Ils l’ont fait. Après avoir fait frissonner le public des festivals de cinéma de montagne, le film retraçant l’expédition himalayenne de Charles Dubouloz et Symon Welfringer est enfin disponible pour tous. Accrochez-vous : pendant 40 minutes, vous allez vivre de l’intérieur une ascension mémorable sur le Hungchi, un sommet népalais sauvage de 7 029 mètres. Une aventure pleine de rebondissements, de sueur et de frayeurs, qui a laissé les deux alpinistes français « complètement cramés ».
Un changement de plan devenu un exploit
Au départ, l’objectif des deux athlètes était un autre géant : le Gyachung Kang, culminant à 7 952 mètres. Mais la montagne, comme souvent, impose ses propres règles. Une météo capricieuse, un temps compté et une infection bronchique tenace chez Symon Welfringer ont forcé le duo à revoir ses ambitions. Loin de se laisser abattre, ils ont jeté leur dévolu sur un sommet voisin, le Hungchi.
Moins connu mais tout aussi redoutable, ce sommet rarement visité présentait un défi de taille : sa face ouest de 1 700 mètres, encore vierge de toute ascension. Pour des alpinistes de leur trempe, une paroi intacte est une invitation irrésistible. C’est ainsi qu’un plan B s’est transformé en une opportunité d’écrire une nouvelle page de l’histoire de l’alpinisme.
L’ouverture du « Cavalier sans tête »
Le 17 mai 2024, à 5 heures du matin, Charles et Symon s’élancent depuis leur camp de base avancé. Ils se lancent dans ce qui deviendra une voie nouvelle, qu’ils baptiseront « Le Cavalier sans tête ». L’ascension est exigeante, technique, et la haute altitude pèse sur les organismes. Le site spécialisé Altitude News souligne l’ampleur de la performance : « Nouvelle voie en face ouest du Hungchhi… 1700m en 3 jours style alpin. »
Face aux difficultés, les deux hommes sont contraints d’installer un bivouac précaire à 6 580 mètres pour passer la nuit. L’effort est intense, mais la détermination est sans faille. Le lendemain, 18 mai, est un jour spécial. Poussant leurs limites, ils atteignent enfin le sommet à 13h30. Une victoire incroyable, qui coïncide avec l’anniversaire de Charles Dubouloz. Comme le rapporte MKSport, c’est une « arrivée au sommet le 18 mai à 13h30… première ascension en style alpin du Hungchi. »

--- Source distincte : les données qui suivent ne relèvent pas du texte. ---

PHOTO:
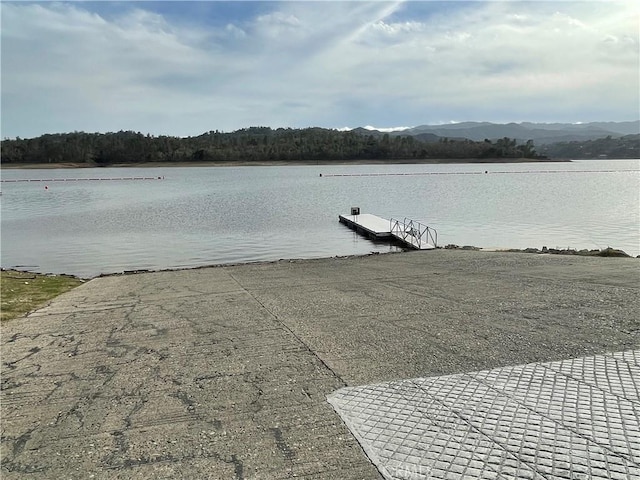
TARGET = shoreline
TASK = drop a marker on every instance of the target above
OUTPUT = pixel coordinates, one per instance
(277, 163)
(605, 252)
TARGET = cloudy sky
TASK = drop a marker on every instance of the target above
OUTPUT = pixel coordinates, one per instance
(184, 68)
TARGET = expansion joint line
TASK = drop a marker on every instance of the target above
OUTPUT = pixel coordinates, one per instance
(288, 329)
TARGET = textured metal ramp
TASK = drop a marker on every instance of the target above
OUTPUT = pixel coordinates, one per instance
(577, 418)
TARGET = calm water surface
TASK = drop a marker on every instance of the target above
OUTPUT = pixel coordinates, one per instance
(208, 215)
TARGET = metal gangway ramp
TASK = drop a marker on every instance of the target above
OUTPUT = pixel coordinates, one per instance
(414, 234)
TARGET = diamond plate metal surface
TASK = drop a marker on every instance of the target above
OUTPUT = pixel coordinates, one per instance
(577, 418)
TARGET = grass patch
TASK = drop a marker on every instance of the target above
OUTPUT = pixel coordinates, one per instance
(22, 292)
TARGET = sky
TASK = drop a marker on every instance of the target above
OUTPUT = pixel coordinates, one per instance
(184, 68)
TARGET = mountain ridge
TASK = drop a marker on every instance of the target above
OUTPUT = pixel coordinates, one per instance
(540, 133)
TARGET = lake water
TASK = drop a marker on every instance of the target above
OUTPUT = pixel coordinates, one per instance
(196, 216)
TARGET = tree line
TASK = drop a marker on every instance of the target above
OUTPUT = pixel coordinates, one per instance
(255, 144)
(627, 146)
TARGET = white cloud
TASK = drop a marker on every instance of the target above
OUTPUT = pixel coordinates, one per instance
(316, 63)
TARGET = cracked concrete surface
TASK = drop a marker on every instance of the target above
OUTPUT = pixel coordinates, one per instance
(223, 372)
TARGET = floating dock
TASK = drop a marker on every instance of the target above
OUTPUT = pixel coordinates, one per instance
(408, 232)
(368, 225)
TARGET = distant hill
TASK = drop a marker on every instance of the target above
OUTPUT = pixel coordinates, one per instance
(540, 133)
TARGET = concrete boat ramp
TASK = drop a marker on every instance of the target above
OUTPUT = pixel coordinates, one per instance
(443, 365)
(409, 233)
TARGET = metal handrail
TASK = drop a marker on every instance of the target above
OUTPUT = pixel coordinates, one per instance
(413, 232)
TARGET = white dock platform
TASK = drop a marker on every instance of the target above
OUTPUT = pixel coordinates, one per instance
(409, 233)
(371, 225)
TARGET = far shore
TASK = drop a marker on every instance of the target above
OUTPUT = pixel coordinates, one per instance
(275, 163)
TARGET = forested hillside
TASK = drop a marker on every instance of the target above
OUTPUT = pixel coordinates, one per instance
(258, 144)
(624, 147)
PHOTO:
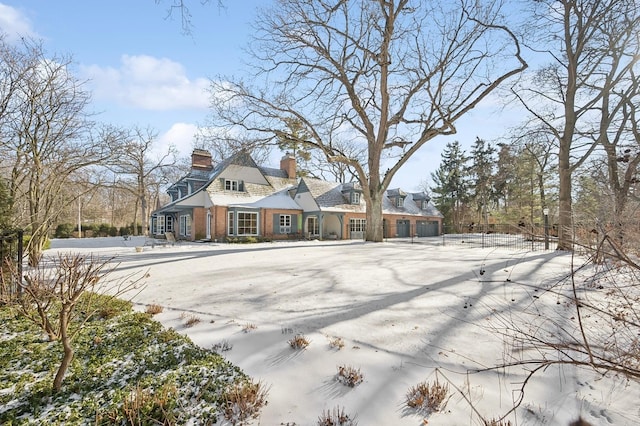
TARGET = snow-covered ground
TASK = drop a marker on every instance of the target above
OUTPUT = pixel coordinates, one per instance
(407, 313)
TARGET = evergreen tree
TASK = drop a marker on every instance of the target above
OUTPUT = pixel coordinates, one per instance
(482, 178)
(450, 190)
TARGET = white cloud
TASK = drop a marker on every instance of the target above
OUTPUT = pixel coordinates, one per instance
(148, 83)
(14, 25)
(181, 136)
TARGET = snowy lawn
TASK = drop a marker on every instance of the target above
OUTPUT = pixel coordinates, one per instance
(400, 314)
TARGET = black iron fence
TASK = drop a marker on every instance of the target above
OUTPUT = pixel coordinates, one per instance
(11, 251)
(501, 235)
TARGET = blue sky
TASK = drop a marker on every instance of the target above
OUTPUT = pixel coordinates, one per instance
(143, 71)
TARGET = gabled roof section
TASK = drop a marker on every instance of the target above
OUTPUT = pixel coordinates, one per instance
(330, 196)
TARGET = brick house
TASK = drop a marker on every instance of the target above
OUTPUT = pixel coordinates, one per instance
(238, 198)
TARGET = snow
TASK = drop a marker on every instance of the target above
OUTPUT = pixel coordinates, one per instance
(407, 313)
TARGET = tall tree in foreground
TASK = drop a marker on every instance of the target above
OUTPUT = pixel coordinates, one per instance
(371, 72)
(451, 186)
(138, 169)
(592, 51)
(47, 137)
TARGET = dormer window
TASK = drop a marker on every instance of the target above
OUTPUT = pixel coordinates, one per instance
(355, 197)
(232, 185)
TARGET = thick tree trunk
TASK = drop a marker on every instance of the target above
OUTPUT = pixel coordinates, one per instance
(374, 230)
(565, 222)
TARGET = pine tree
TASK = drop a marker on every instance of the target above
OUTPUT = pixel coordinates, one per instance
(450, 190)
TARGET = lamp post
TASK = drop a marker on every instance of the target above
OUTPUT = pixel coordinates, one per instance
(545, 211)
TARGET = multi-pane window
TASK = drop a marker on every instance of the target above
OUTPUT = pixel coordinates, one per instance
(285, 223)
(313, 225)
(231, 185)
(159, 225)
(247, 223)
(231, 223)
(185, 225)
(357, 225)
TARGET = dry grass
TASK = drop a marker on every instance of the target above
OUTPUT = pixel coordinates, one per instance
(426, 396)
(494, 422)
(191, 321)
(244, 400)
(349, 376)
(154, 309)
(337, 417)
(222, 346)
(336, 343)
(298, 342)
(248, 327)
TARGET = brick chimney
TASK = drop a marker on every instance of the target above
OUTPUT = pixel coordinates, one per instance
(288, 164)
(201, 160)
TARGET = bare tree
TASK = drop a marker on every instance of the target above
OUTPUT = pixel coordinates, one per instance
(372, 73)
(47, 138)
(138, 172)
(61, 298)
(588, 61)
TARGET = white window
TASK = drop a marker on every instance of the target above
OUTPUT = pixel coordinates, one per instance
(285, 223)
(160, 225)
(357, 225)
(231, 223)
(185, 225)
(231, 185)
(247, 223)
(313, 226)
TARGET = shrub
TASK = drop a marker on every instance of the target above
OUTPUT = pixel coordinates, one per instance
(337, 417)
(243, 401)
(428, 397)
(63, 230)
(349, 376)
(299, 342)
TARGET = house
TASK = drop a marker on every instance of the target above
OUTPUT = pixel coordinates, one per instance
(238, 198)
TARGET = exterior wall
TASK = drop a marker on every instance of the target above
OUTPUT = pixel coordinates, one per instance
(198, 223)
(218, 222)
(268, 226)
(391, 224)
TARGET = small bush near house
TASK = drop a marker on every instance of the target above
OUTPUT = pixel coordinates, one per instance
(127, 369)
(63, 230)
(337, 417)
(428, 397)
(298, 342)
(349, 376)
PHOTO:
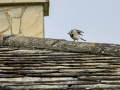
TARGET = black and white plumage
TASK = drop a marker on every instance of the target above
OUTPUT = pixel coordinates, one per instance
(74, 34)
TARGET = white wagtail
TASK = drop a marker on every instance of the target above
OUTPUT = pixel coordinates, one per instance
(74, 34)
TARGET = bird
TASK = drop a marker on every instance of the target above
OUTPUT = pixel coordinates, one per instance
(74, 34)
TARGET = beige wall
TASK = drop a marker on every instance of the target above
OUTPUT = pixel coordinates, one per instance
(24, 20)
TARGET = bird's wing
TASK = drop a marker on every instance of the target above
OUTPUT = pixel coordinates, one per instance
(77, 31)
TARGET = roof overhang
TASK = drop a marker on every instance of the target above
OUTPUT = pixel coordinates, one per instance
(45, 3)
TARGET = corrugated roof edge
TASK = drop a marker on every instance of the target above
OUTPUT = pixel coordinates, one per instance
(23, 42)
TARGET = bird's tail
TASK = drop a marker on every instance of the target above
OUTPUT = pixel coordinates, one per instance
(82, 39)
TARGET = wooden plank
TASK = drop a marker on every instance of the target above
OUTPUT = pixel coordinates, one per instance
(99, 77)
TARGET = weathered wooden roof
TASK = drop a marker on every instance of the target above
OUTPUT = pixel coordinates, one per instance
(28, 63)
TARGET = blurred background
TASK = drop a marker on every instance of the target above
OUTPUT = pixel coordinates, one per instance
(99, 19)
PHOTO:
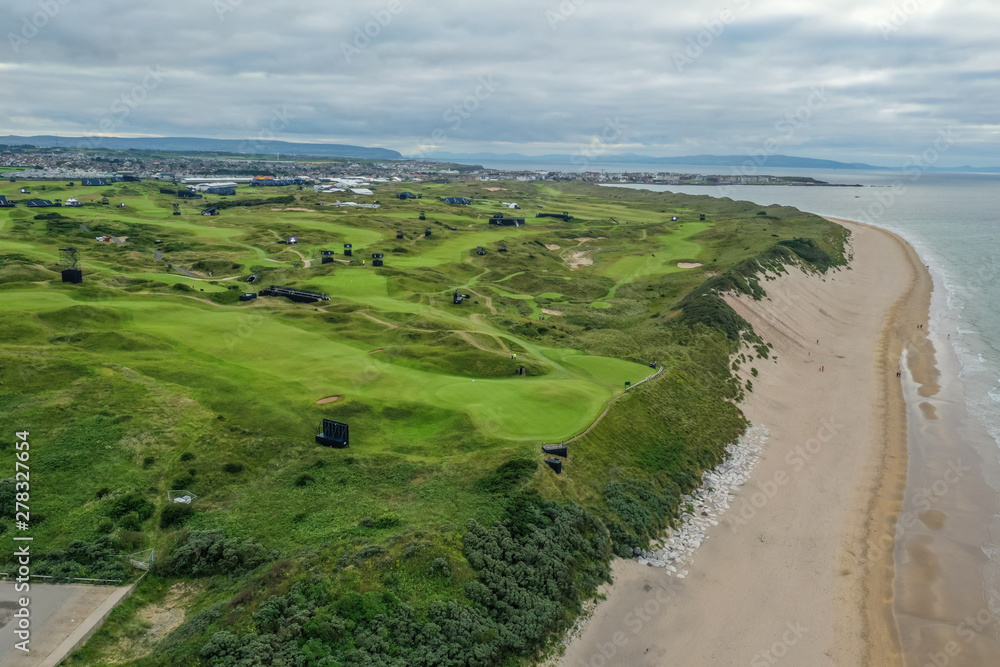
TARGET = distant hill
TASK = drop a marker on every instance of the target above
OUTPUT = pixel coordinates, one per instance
(782, 161)
(200, 144)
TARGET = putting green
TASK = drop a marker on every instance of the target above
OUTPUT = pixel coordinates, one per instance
(312, 366)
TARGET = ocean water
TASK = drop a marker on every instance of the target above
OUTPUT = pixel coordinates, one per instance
(953, 222)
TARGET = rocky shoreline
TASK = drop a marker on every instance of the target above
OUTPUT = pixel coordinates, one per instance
(705, 506)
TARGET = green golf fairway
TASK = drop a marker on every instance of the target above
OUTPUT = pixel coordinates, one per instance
(552, 407)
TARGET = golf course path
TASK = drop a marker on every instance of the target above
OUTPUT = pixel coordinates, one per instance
(305, 262)
(607, 407)
(382, 322)
(488, 300)
(467, 337)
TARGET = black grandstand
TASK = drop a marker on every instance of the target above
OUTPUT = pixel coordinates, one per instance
(335, 434)
(564, 216)
(501, 220)
(296, 295)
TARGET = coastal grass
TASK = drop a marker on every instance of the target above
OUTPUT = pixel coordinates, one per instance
(146, 379)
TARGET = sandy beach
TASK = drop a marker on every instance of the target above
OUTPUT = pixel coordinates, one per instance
(795, 571)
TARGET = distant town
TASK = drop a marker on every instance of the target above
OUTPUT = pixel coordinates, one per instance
(33, 163)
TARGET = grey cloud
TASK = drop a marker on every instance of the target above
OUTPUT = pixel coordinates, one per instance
(359, 73)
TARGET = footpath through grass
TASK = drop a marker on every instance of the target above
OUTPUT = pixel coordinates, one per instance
(410, 546)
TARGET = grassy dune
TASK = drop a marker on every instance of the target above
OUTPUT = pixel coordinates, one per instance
(147, 378)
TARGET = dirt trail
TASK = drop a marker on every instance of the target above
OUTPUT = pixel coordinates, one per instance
(486, 299)
(305, 262)
(607, 407)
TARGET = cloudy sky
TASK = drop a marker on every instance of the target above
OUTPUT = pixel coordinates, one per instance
(854, 80)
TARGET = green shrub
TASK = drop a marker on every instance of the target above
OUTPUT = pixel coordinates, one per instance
(508, 477)
(207, 552)
(130, 503)
(175, 514)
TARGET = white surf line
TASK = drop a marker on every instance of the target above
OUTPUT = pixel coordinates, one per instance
(707, 504)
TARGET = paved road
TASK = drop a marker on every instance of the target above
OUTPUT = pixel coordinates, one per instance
(57, 610)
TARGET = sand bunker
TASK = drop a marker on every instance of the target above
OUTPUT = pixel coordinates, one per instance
(578, 259)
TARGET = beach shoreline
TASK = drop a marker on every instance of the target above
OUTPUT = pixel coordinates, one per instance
(796, 566)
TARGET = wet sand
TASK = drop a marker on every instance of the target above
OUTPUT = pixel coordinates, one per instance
(793, 572)
(949, 509)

Une descente sous haute tension
Atteindre le sommet n’est que la moitié du chemin en alpinisme. Et le Hungchi allait le leur rappeler de la plus brutale des manières. Peu après avoir savouré leur succès, une violente tempête s’abat sur eux. Le vent et la neige les piègent près du sommet, les forçant à un second bivouac improvisé, à près de 7 000 mètres d’altitude.
La descente devient alors une question de survie. Aveuglés par le mauvais temps, ils doivent trouver un chemin de retour par l’autre versant de la montagne, la face est, une route qu’ils ne connaissent absolument pas. S’ensuit une longue série de rappels engagés dans l’inconnu. Après trois jours d’une intensité extrême, ils parviennent enfin à regagner leur camp de base, sains et saufs, mais totalement épuisés.
Un film pour revivre l’aventure
Cette expédition hors du commun a été immortalisée dans un film de 40 minutes, désormais disponible gratuitement sur YouTube. Le documentaire retrace chaque étape de cette incroyable aventure humaine et sportive. Il nous plonge au cœur de l’action et des émotions des deux alpinistes.
Le film permet de comprendre la complexité d’une telle entreprise. Comme le détaille la marque Vuarnet en présentant les moments clés, on y voit tout : l’approche, les moments de doute, l’escalade technique, l’euphorie du sommet, puis la tension extrême durant la tempête et la descente. C’est un témoignage puissant sur l’engagement, la résilience et l’amitié qui lie une cordée.
Cette ascension est plus qu’un simple exploit ; c’est une démonstration de ce qu’est le style alpin pur : grimper léger, vite, et sans assistance (ni oxygène, ni cordes fixes préalablement installées). Le média Lacrux ne s’y trompe pas, qualifiant l’aventure de « nouveau tour impressionnant à travers la face ouest sauvage… première ascension en style alpin. »
En ouvrant « Le Cavalier sans tête », Charles Dubouloz et Symon Welfringer ne se sont pas contentés de gravir un sommet. Ils ont montré leur capacité d’adaptation, leur force mentale et leur immense talent. Leur film est une invitation à partager, le temps d’une vidéo, le souffle court, le froid glacial et la joie pure de l’alpinisme de très haut niveau.